Wire
Run a strict amount of threads during a time interval, primarily used for web scraping.
How to use
Example 1 - Basic
Start 100 threads, only run 10 at the same time, with a 3 second delay between each new thread, except the first 10.
100.times do
Wire.new(max: 10, wait: 3) do
# Do stuff
end
end
Example 2 - Timer
11.times do
Wire.new(max: 10, wait: 1) do
sleep 0.1
end
end
Time to run: ~ 1.2 seconds.
This is how it works.
- 11 threads is created, done at time 0.
- Running 10 threads, done at time 0.1
- Wait 1 second, done at time 1.1
- Start the 11th thread, done at time 1.2
Example 3 - Pass arguments
Wire.new(max: 10, wait: 1, vars: ["A", "B"]) do |first, last|
puts first # => "A"
puts last # => "B"
end
100.times do |n|
Wire.new(max: 10, wait: 1, vars: [n]) do |counter|
puts counter
end
end
# => 1 2 3 4 5 ...
Example 4 - Scraping
This project was originally build to solve the request limit problem when using Spotify´s Meta API.
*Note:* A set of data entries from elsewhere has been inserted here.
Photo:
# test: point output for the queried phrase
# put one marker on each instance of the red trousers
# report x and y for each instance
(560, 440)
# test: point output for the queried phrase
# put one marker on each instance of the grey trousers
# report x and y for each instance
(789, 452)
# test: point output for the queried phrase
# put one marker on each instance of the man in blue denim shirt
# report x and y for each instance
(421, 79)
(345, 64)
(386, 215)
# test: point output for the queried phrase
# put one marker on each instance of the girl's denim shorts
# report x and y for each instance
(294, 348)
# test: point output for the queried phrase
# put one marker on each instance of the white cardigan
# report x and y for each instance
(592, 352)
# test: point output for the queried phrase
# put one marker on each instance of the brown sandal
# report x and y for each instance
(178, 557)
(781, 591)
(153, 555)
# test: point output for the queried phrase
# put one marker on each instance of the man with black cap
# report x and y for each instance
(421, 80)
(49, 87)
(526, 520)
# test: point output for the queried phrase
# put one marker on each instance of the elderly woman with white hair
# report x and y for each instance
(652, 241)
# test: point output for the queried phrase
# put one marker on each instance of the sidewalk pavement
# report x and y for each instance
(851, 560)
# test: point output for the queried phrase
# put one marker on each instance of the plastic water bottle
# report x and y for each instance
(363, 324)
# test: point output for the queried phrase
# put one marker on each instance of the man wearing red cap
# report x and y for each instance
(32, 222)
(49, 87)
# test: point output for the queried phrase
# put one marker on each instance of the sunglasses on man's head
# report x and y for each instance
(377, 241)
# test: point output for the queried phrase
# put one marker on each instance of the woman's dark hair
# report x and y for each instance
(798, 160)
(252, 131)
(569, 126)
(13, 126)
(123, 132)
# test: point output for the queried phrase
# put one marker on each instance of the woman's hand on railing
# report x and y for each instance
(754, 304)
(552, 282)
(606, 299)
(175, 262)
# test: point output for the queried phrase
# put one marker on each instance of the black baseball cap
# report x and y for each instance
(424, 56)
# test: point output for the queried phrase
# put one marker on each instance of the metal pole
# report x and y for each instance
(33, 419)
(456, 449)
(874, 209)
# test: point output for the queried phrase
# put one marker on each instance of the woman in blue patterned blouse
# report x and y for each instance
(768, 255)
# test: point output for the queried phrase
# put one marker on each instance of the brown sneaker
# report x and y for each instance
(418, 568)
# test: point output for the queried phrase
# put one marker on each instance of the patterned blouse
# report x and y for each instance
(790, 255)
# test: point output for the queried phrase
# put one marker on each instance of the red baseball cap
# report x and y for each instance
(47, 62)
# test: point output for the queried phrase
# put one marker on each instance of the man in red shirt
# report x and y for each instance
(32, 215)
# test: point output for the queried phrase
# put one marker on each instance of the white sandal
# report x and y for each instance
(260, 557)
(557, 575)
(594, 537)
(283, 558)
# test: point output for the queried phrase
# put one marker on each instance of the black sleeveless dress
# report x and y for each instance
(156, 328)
In order to make the Metadata API snappy and open for everyone to use, rate limiting rules apply. If you make too many requests too fast, you’ll start getting 403 Forbidden responses. When rate limiting has kicked in, you’ll have to wait 10 seconds before making more requests. The rate limit is currently 10 request per second per ip. This may change.
We wanted to make as many request as possible without being banned due to the rate limit.
require "rest-client"
require "wire"
require "uri"
a_very_large_list_of_songs = ["Sweet Home Alabama", ...]
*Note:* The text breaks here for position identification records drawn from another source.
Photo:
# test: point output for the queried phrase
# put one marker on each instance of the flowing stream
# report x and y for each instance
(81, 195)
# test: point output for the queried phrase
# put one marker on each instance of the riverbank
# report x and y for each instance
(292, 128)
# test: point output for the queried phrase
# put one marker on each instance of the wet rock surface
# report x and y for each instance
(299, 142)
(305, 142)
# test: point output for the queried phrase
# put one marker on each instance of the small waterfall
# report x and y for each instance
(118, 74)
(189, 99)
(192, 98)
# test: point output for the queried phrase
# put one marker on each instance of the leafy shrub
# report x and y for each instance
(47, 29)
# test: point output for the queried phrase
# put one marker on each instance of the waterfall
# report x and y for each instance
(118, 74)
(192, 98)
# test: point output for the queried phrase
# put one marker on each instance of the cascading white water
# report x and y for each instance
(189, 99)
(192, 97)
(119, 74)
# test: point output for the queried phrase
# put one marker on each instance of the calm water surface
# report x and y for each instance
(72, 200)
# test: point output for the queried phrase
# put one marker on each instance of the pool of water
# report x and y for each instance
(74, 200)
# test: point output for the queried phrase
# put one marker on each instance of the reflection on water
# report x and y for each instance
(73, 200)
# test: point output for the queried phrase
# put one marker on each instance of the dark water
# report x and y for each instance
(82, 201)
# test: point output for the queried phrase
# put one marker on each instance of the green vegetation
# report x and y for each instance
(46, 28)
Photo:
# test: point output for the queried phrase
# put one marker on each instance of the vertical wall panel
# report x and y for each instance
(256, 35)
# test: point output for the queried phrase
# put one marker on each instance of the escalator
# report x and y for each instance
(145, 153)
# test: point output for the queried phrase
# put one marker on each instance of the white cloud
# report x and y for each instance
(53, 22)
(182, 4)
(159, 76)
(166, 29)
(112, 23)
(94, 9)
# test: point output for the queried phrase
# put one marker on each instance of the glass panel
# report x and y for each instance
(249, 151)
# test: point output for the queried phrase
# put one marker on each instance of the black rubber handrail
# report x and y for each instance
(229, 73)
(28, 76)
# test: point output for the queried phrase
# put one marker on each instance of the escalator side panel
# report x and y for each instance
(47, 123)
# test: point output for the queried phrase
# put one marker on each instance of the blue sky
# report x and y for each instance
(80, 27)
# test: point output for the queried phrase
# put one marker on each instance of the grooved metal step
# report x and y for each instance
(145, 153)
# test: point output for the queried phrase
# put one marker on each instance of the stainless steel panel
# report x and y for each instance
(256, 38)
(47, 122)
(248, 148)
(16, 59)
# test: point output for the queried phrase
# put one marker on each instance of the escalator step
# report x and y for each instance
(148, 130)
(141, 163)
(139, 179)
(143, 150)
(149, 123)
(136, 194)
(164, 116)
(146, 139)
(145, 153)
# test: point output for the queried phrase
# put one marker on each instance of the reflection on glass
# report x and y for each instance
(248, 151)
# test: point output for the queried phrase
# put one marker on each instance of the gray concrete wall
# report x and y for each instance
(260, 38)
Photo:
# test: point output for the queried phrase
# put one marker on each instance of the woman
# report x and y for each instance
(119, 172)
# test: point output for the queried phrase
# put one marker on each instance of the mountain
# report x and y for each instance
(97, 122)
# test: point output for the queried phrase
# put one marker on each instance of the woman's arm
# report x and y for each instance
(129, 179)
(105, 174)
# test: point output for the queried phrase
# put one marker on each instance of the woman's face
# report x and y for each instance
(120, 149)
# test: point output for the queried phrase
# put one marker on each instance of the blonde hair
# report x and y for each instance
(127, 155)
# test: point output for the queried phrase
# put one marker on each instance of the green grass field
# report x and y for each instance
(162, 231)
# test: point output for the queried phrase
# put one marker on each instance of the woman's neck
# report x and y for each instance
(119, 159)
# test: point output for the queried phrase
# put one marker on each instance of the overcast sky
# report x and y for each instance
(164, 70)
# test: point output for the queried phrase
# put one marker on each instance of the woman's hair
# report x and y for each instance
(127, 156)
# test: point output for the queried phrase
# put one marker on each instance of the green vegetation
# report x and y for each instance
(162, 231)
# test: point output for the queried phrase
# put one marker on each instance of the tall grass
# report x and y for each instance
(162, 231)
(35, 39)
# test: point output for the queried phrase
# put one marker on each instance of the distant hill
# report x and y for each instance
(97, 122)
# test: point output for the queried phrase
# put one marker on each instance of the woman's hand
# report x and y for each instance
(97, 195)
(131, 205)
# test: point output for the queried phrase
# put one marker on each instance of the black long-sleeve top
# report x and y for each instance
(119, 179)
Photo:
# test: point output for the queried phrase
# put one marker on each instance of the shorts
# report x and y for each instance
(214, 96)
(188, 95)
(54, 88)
a_very_large_list_of_songs.each do |s|
Wire.new(max: 10, wait: 1, vars: [s]) do |song|
data = RestClient.get "http://ws.spotify.com/search/1/track.json?q=#{URI.encode(song)}"
# Do something with the data
end
end
Tip
Don't forget to join your threads using Thread#join
.
list = []
10.times do |n|
list << Thread.new do
# Do stuff
end
end
list.map(&:join)
Read more about #join here.
Arguments to pass
Ingoing arguments to new
.
-
max (Integer) The maximum amount of threads to run a the same time. The value 10 will be used if
max
is nil or zero. - wait (Integer) The time to wait before starting a new thread.
- vars (Array) A list of arguments to the block.
- silent (Boolean) The given block will not raise error if set to true. Default is false.
- timeout (Integer) The maximum time to run one thread, default is no limit.
- retries (Integer) How many times should we retry? Default is 0.
- delay (Float) Time between each retry. Default is 0.
How do install
[sudo] gem install wire
Requirements
Wire is tested on OS X 10.6.7 using Ruby 1.9.2.